When bonding isn't easy
Some dads find it harder to bond than others. Cultural and social attitudes about fatherhood or having a difficult relationship with one's own father, or not having a role model to follow can create emotional stumbling blocks to bonding, and can feel overwhelming. The bonding tips we've provided here don't have to be taken on all at once. They're here as ways for you to begin the process.
Your work routine may also present challenges. Maybe you travel or work different shifts, or you're on call, but you can still find ways to take an active role as a parent. Be there for visits to the doctor when your baby isn't feeling well, or for well-baby checkups. Ask your pediatrician questions and voice any concerns you have. When you can, take part in your baby's day-to-day care from waking to bathing to bedtime.
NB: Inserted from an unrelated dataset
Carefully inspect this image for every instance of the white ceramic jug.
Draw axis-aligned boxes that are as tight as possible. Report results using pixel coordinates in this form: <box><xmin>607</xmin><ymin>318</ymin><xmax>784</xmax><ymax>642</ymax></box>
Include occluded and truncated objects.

Get to know what your baby's cries mean, learn how take a temperature if your baby seems feverish, and when a good snuggle is what's needed to help your little one feel secure.
Many new dads find it helpful to talk with other dads for support and suggestions. It can also be helpful to talk with your partner about the roles of parenting. Moms are often more receptive to dads bonding than many realize, mostly because it also takes a lot of the pressure of the nurturing responsibility off their shoulders.
You may also want to talk to your child's pediatrician or your family doctor about ways you can bond with your baby.